Looking at data in the correct way is crucial in solving a myriad of business and non-business matters. Data forensics turns raw data into actionable insight to optimize business decisions and performance. Data forensics coupled with Artificial Intelligence (AI) analyzes large amounts of raw data to find a "needle in a haystack" or HIDDEN DATA, thereby revealing answers to questions and insights that managers did not know to ask.

Data forensics uses multi-dimensional hierarchical reduction (dynamic queries to rapidly filter data) to eliminate irrelevant material from the discovery process and to reduce the size of the dataset. Data reduction is an important step to help to improve the efficiency and performance of machine learning algorithms.
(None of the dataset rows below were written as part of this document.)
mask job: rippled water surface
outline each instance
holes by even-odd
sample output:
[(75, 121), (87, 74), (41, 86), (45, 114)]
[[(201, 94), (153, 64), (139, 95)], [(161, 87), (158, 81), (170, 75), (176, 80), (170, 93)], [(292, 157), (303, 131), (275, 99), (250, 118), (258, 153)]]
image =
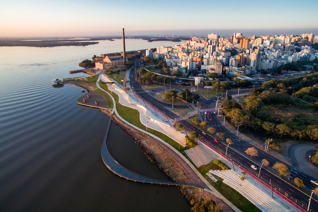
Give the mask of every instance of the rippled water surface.
[[(189, 210), (175, 187), (136, 183), (110, 172), (100, 156), (108, 117), (77, 105), (81, 88), (52, 86), (51, 80), (70, 77), (81, 60), (120, 51), (122, 42), (0, 47), (0, 211)], [(127, 39), (126, 49), (176, 44)], [(131, 138), (111, 128), (107, 145), (114, 158), (167, 179)]]

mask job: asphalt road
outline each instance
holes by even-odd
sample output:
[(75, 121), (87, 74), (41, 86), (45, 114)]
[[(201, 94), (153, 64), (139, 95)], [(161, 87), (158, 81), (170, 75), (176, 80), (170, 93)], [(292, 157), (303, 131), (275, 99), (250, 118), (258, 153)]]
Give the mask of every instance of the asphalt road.
[[(135, 67), (138, 67), (136, 66)], [(172, 120), (174, 120), (176, 117), (176, 114), (172, 112), (169, 108), (171, 108), (171, 104), (162, 102), (158, 101), (153, 95), (150, 95), (149, 92), (146, 92), (142, 87), (139, 82), (135, 80), (135, 70), (132, 69), (130, 72), (130, 76), (129, 76), (131, 87), (133, 89), (139, 97), (144, 101), (154, 107), (158, 110), (161, 111), (164, 114)], [(175, 87), (176, 86), (174, 86)], [(183, 86), (184, 87), (184, 86)], [(179, 87), (180, 88), (180, 86)], [(157, 90), (157, 89), (156, 89)], [(180, 90), (180, 89), (179, 89)], [(249, 90), (240, 90), (240, 93), (247, 93), (249, 92)], [(234, 95), (237, 94), (237, 91), (228, 92), (227, 95)], [(201, 98), (199, 100), (199, 105), (198, 107), (200, 107), (201, 109), (209, 109), (215, 108), (216, 103), (218, 98), (216, 97), (213, 97), (208, 99), (206, 99), (205, 98)], [(220, 99), (219, 99), (219, 100)], [(215, 100), (215, 101), (214, 100)], [(174, 108), (186, 108), (186, 105), (180, 106), (179, 105), (174, 105)], [(197, 106), (195, 104), (194, 105)], [(189, 108), (188, 107), (188, 108)], [(204, 119), (204, 113), (200, 113), (201, 115)], [(261, 164), (260, 162), (262, 159), (266, 159), (270, 162), (270, 166), (273, 165), (276, 162), (279, 161), (281, 162), (284, 163), (280, 161), (277, 158), (273, 157), (271, 155), (267, 153), (264, 151), (259, 151), (258, 156), (254, 156), (252, 157), (252, 159), (251, 159), (250, 157), (245, 152), (246, 149), (250, 147), (254, 147), (254, 146), (250, 144), (248, 142), (242, 140), (236, 136), (235, 134), (233, 134), (230, 131), (223, 125), (223, 122), (219, 120), (218, 118), (218, 112), (216, 114), (213, 113), (211, 114), (211, 117), (212, 119), (212, 121), (208, 120), (208, 124), (209, 126), (215, 127), (217, 129), (217, 132), (222, 132), (225, 134), (226, 138), (232, 138), (234, 142), (233, 145), (230, 145), (230, 146), (227, 150), (227, 156), (230, 155), (232, 158), (234, 160), (239, 163), (240, 165), (242, 164), (242, 166), (245, 169), (248, 170), (250, 172), (258, 176), (259, 171), (259, 165)], [(223, 121), (224, 119), (221, 119)], [(166, 121), (168, 122), (169, 121), (167, 120)], [(194, 130), (197, 132), (200, 135), (200, 138), (203, 138), (203, 140), (207, 143), (212, 147), (221, 150), (222, 152), (225, 152), (226, 151), (226, 147), (227, 143), (226, 142), (220, 141), (219, 143), (216, 143), (214, 141), (215, 138), (207, 134), (204, 135), (202, 133), (202, 130), (196, 126), (193, 125), (189, 122), (185, 121), (180, 121), (183, 125), (185, 128), (189, 131), (192, 131)], [(291, 176), (293, 178), (298, 177), (302, 179), (304, 182), (306, 187), (310, 188), (310, 190), (313, 189), (316, 186), (311, 183), (310, 180), (313, 179), (313, 178), (309, 176), (305, 173), (301, 171), (296, 169), (292, 166), (285, 164), (288, 168), (289, 172), (291, 173)], [(252, 165), (254, 165), (258, 167), (258, 170), (255, 171), (251, 168)], [(263, 166), (264, 168), (264, 166)], [(289, 196), (292, 196), (293, 198), (295, 198), (297, 200), (297, 203), (301, 205), (303, 204), (303, 207), (306, 208), (308, 206), (309, 202), (309, 197), (307, 194), (304, 194), (296, 188), (287, 182), (288, 180), (284, 176), (280, 177), (274, 174), (266, 169), (262, 168), (260, 172), (259, 177), (261, 177), (262, 179), (266, 182), (269, 182), (270, 180), (271, 180), (273, 187), (278, 190), (280, 189), (280, 191), (283, 191), (283, 193), (286, 192), (288, 193)], [(315, 179), (317, 180), (317, 179)], [(293, 182), (293, 180), (292, 180)], [(312, 200), (310, 203), (310, 209), (312, 211), (318, 211), (318, 202), (313, 199)]]

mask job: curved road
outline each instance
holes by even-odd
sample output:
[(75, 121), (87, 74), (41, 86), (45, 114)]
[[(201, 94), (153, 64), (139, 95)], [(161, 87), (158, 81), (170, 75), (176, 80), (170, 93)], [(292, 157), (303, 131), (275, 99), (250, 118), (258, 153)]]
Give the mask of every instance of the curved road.
[(316, 151), (314, 144), (297, 144), (288, 150), (293, 160), (293, 166), (296, 169), (315, 178), (318, 178), (318, 169), (310, 164), (309, 157), (306, 155), (308, 151)]
[[(136, 66), (136, 67), (137, 66)], [(141, 98), (152, 105), (158, 110), (164, 113), (166, 115), (172, 120), (175, 119), (176, 116), (176, 114), (172, 112), (169, 109), (167, 108), (166, 103), (163, 103), (161, 102), (158, 101), (154, 96), (149, 94), (149, 93), (144, 90), (140, 85), (139, 82), (135, 80), (135, 69), (132, 69), (130, 72), (129, 79), (131, 87), (133, 88), (133, 90), (135, 93), (139, 96)], [(243, 90), (240, 91), (240, 93), (243, 92), (248, 92), (249, 90)], [(232, 91), (228, 92), (228, 95), (234, 95), (237, 94), (237, 91)], [(208, 110), (208, 109), (215, 108), (215, 101), (218, 98), (214, 96), (208, 99), (201, 97), (199, 100), (201, 108), (201, 110), (204, 108)], [(195, 105), (196, 106), (196, 105)], [(175, 106), (174, 108), (179, 108), (180, 107), (179, 105)], [(273, 166), (276, 162), (279, 161), (279, 160), (273, 157), (271, 155), (266, 152), (259, 150), (258, 156), (254, 157), (252, 160), (250, 159), (250, 157), (247, 155), (245, 152), (246, 149), (250, 147), (255, 147), (254, 146), (248, 142), (241, 139), (236, 135), (233, 134), (228, 130), (226, 129), (223, 125), (223, 121), (221, 121), (217, 118), (217, 114), (212, 115), (212, 121), (208, 121), (208, 124), (210, 126), (213, 126), (217, 128), (218, 132), (222, 132), (224, 133), (226, 138), (232, 138), (234, 141), (234, 144), (231, 146), (229, 147), (227, 150), (227, 156), (231, 154), (233, 160), (239, 163), (242, 164), (243, 166), (245, 168), (248, 169), (249, 171), (255, 175), (258, 174), (259, 168), (261, 164), (260, 162), (263, 159), (266, 159), (269, 162), (270, 165)], [(202, 113), (201, 113), (201, 116)], [(203, 115), (204, 116), (204, 113)], [(204, 120), (204, 117), (203, 117)], [(221, 119), (222, 121), (223, 119)], [(227, 144), (224, 142), (222, 141), (217, 143), (214, 141), (214, 138), (209, 135), (204, 135), (202, 133), (202, 130), (197, 127), (196, 126), (191, 124), (189, 122), (182, 120), (180, 121), (184, 126), (185, 128), (189, 131), (196, 131), (200, 135), (200, 138), (203, 138), (203, 139), (208, 144), (217, 149), (221, 150), (225, 152), (226, 151), (226, 146)], [(282, 161), (280, 161), (283, 162)], [(285, 164), (288, 168), (289, 171), (291, 173), (291, 176), (293, 178), (298, 177), (302, 179), (306, 186), (311, 190), (315, 187), (316, 186), (312, 184), (310, 180), (313, 178), (308, 176), (306, 173), (298, 170), (292, 166)], [(252, 165), (254, 165), (259, 168), (259, 170), (255, 171), (250, 168)], [(297, 199), (297, 203), (300, 204), (301, 206), (303, 205), (304, 208), (307, 209), (308, 203), (309, 196), (307, 194), (304, 193), (299, 190), (298, 188), (287, 183), (283, 179), (283, 176), (280, 177), (276, 174), (265, 168), (262, 168), (260, 172), (260, 177), (261, 177), (262, 179), (266, 182), (268, 183), (270, 180), (272, 180), (273, 186), (277, 188), (278, 190), (280, 189), (281, 191), (287, 193), (289, 196), (293, 197), (293, 199)], [(318, 201), (314, 200), (312, 200), (310, 203), (310, 208), (312, 211), (318, 211)]]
By using dynamic queries, one can select a smaller part of a data set to use for viewing or analysis (dynamic queries allow you to restrict the data that you are viewing to the items of interest). When data is filtered, only rows and columns that meet the filter criteria will be displayed; the other rows will be hidden. Dynamic queries also enable one to remove observations that may contain errors or are undesirable for analysis. Once the smaller subset is created, the user can then drill-down, for further analysis and to hopefully uncover, hidden data.

Dynamic querying can also be used to evaluate the performance of statistical algorithms and models. The basic idea is to split up the sample into two or more groups, and to then apply the analysis independently to each group and compare the results. This kind of dynamic querying would select cases from the data at random, rather than using some rule which is based on the data. This ensures a valid comparison and is often referred to as trainingtesting, and validating.

Data forensics allows for the discovery of relationships, patterns, and trends across a dataset to be able to craft a strategic direction or solve a specific problem. Thus, providing Business Intelligence to the end user.